NewTuscia – VITERBO – “Il Consorzio Agrario del Tirreno non deve perdere i suoi fini mutualistici prevalenti e di sostegno reciproco, in cui vige il concetto dell’aiuto a chi è in difficoltà senza l’assillo del profitto ad ogni costo” e’ quanto sostiene il Presidente Remo Parenti di Confagricoltura Viterbo-Rieti che solleva forti perplessità sul “progetto concepito da società finanziare e bancarie come Bonifiche Ferraresi, il cui fine è quello di realizzare profitti e che di mutualistico nel loro Dna hanno ben poco”.

“Il progetto, la cui finalità dovrebbe essere determinata da una presunta riorganizzazione dell’attività consortile, consiste nel conferimento di rami d’azienda; uno in una società immobiliare dove confluirà tutto il patrimonio immobiliare e l’altro nella Società Consorzi Agrari d’Italia S.r.l, che gestirà tutte le attività commerciali cedendo in cambio azioni.” Il presidente Parenti evidenzia poi che “questa operazione, molto delicata, è stata illustrata nell’ultimo CDA, convocato senza i dovuti allegati il venerdì di Pasqua.

Allegati, peraltro non completi, inviati per posta elettronica ai membri del consiglio di amministrazione del Consorzio Agrario del Tirreno solo 24 ore prima della seduta on line”, per cui non comprende “come un progetto di tale portata possa essere presentato con un solo giorno di anticipo, impedendo ai consiglieri di approfondire la proposta”.

“Da quanto appreso – dice ancora il presidente Parenti –  si è potuto comprendere come questa operazione trasformi il consorzio in una società finanziaria, perdendo completamente le finalità per le quali è stato costituito e soprattutto prevedendo la modifica del suo oggetto sociale.

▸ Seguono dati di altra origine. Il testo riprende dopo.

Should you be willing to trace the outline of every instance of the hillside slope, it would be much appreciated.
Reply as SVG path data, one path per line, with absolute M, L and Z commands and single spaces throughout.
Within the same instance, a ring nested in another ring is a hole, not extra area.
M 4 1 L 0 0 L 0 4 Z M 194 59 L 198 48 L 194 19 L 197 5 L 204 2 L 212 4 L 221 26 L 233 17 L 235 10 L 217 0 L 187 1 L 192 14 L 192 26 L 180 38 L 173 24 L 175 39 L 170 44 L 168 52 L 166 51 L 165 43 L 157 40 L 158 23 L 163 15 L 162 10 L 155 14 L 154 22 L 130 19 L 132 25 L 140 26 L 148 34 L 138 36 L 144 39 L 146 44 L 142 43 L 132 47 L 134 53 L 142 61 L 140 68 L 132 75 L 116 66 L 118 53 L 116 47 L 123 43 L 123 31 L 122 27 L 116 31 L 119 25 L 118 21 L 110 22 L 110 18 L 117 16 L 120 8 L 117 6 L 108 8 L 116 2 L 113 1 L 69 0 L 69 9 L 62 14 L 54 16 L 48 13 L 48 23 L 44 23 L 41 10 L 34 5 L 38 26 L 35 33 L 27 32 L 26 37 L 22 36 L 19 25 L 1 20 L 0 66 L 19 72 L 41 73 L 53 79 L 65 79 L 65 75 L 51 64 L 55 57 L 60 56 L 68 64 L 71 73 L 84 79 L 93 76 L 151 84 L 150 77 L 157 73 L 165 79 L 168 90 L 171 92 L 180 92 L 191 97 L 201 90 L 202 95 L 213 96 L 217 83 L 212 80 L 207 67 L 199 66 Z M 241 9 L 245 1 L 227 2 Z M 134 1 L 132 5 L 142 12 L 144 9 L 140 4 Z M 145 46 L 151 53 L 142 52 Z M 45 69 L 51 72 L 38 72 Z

Poiché i fautori di questa operazione ne sostengono la necessità per ragioni economiche, che risulta non siano state neppure adeguatamente illustrate, dobbiamo tenere presente che una volta avvenuto il conferimento, il nostro Consorzio Agrario non sarà più in grado di produrre ricavi e reddito, eccetto ricevere gli utili o i dividendi delle partecipazioni societarie, la cui delibera è vincolata da Bonifiche Ferraresi, come previsto dai patti parasociali.

Ma davvero il Consorzio Agrario del Tirreno aveva necessità di confluire in una società nella quale partecipano consorzi fortemente indebitati, come emerge dai loro bilanci depositati nelle Camere di Commercio?

Si è consapevoli che così operando si toglie un elemento di forte sostegno agli agricoltori dei territori viterbesi e toscani verso i quali il consorzio ha sempre operato nel più puro spirito mutualistico?”